Bioprospecting and Biopiracy

The Amazon contains the largest collection of living plants and animal species in the world - many of them yet unknown. Pharmaceutical companies are scouting the rainforest for possible new cures and tapping into the wisdom of traditional indigenous healers.

Plants to Cure Diseases

Medicinal plants of the rainforest

Throughout the Amazon, markets feature a rich assortment of medicinal plants, barks, resins, roots, and leaves from the rainforest. (Photo: Howard G. Charing/flickr)

The Amazon harbors a wealth of unique plant species that can be used to cure diseases. In fact, indigenous traditional medicine is based on the plants and animals found in the rainforest. For centuries, indigenous healers have passed on their wisdom from generation to generation – a wisdom that may be lost if deforestation and pollution continue to destroy biodiversity and traditional lifestyles in the Amazon.

Pharmaceutical companies increasingly tap into these resources to develop new medicines. It is estimated that over 200 companies and research organizations worldwide are screening plant and animal compounds for possible drugs and cures for viruses, infections, cancer, and AIDS. This venturing into the rainforest and screening for medicinal properties – called
“bioprospecting” – is not a new development. But new technology has made it much easier and more efficient to analyze molecules and isolate active ingredients. Today, over 20% of our pharmaceutical drugs contain substances from the rain forest.


The health and wellbeing of the Western world, however, often comes at a high price for indigenous peoples. As pharmaceutical companies have realized that their research generates better outcome if they co-operate with indigenous people and tap into their wisdom, rainforest tribes are at risk of losing control over their resources.

Once the pharmaceutical companies have developed the drug, they file patents claiming exclusive rights to the medical use of the plant – hence limiting or even denying access to the plants that indigenous peoples have relied upon for centuries. “90% of genetic resources are in the south and 90% of the patents are in the north,” a European Official summarized the situation in the British “Guardian”. While making billions of Dollars selling rainforest medicine, the industry has to this day failed to compensate indigenous people adequately.
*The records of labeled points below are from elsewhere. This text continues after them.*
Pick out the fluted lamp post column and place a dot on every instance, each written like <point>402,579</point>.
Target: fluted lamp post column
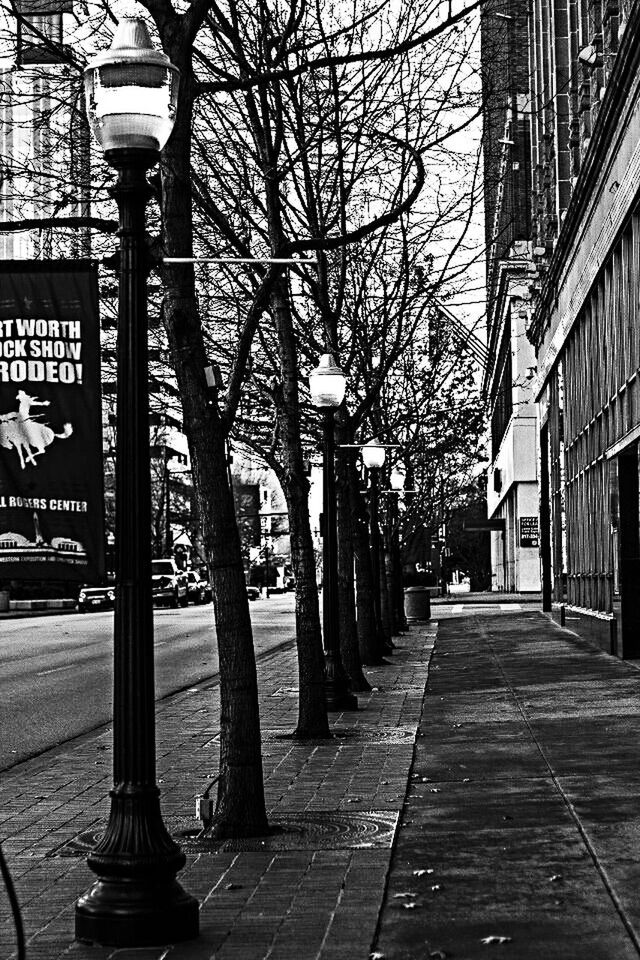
<point>396,481</point>
<point>373,456</point>
<point>327,384</point>
<point>131,93</point>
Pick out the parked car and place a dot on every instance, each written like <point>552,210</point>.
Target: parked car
<point>95,598</point>
<point>198,590</point>
<point>169,583</point>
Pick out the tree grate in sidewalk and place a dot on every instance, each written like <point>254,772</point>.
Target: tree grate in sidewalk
<point>360,733</point>
<point>291,830</point>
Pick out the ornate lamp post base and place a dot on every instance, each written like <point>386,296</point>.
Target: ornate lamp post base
<point>122,913</point>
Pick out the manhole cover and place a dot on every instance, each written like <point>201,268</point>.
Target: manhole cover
<point>316,830</point>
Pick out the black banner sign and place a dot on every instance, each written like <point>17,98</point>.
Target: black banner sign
<point>51,471</point>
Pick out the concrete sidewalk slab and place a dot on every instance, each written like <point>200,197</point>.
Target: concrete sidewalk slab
<point>520,835</point>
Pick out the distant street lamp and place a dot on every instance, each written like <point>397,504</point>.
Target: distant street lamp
<point>131,93</point>
<point>396,480</point>
<point>327,384</point>
<point>373,455</point>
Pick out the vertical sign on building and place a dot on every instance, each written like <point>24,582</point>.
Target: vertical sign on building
<point>51,471</point>
<point>529,534</point>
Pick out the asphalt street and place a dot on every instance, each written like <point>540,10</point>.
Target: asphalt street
<point>56,671</point>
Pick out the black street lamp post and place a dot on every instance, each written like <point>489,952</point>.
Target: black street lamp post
<point>327,383</point>
<point>396,480</point>
<point>373,456</point>
<point>136,900</point>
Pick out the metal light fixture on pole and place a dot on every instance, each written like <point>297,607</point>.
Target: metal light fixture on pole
<point>373,456</point>
<point>327,384</point>
<point>396,480</point>
<point>131,93</point>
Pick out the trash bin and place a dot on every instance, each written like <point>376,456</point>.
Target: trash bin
<point>417,603</point>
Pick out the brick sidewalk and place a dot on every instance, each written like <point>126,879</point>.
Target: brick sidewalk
<point>520,836</point>
<point>312,891</point>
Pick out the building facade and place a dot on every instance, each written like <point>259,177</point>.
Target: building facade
<point>582,310</point>
<point>512,499</point>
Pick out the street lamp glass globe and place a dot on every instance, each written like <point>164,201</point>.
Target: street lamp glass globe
<point>373,455</point>
<point>396,480</point>
<point>327,383</point>
<point>131,91</point>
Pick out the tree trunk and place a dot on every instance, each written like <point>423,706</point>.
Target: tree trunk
<point>240,807</point>
<point>312,708</point>
<point>349,647</point>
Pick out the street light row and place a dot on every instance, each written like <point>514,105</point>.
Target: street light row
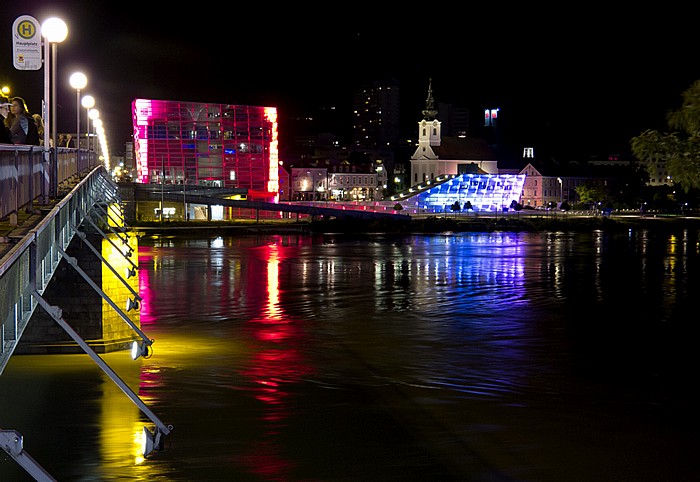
<point>54,31</point>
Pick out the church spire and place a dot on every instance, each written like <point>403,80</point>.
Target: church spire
<point>429,112</point>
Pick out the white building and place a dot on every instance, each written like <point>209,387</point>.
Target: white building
<point>436,155</point>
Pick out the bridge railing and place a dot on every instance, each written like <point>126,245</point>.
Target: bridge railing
<point>31,263</point>
<point>25,177</point>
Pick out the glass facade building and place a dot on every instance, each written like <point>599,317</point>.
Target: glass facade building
<point>203,144</point>
<point>485,192</point>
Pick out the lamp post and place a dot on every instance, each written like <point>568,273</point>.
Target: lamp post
<point>561,192</point>
<point>54,31</point>
<point>93,114</point>
<point>88,102</point>
<point>78,81</point>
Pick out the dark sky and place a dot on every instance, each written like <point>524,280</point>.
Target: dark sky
<point>589,79</point>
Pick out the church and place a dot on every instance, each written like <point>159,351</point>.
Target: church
<point>436,156</point>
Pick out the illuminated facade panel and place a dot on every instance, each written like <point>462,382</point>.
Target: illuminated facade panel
<point>485,192</point>
<point>232,146</point>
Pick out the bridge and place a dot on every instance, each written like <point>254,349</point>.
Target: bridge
<point>64,195</point>
<point>44,206</point>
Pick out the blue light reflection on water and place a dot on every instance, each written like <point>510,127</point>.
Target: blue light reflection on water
<point>392,358</point>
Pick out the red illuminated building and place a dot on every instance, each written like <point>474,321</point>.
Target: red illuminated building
<point>203,144</point>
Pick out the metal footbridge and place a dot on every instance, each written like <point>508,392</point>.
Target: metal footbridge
<point>33,257</point>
This process of “stealing” natural resources and knowhow from indigenous peoples is called “biopiracy”.

The Nagoya Protocol

In 2010, which was the “International Year of Biodiversity”, the tenth Conference of Parties (COP) to the Convention on Biological Diversity adopted the Nagoya Protocol on Access and Benefit-Sharing. It specifically addresses the issue of bioprospecting and the rights of indigenous peoples to access to forest resources, intellectual property, and adequate compensation.

Contracting parties are to ensure indigenous communities’ prior informed consent, and fair and equitable benefit-sharing, keeping in mind community laws and procedures as well as customary use and exchange.

At this point, however, only 16 countries have ratified the Nagoya protocol. The European Union and 24 of its 27 member states have signed the convention, but are yet to ratify it. The Nagoya Protocol will enter into force after 50 states have ratified it.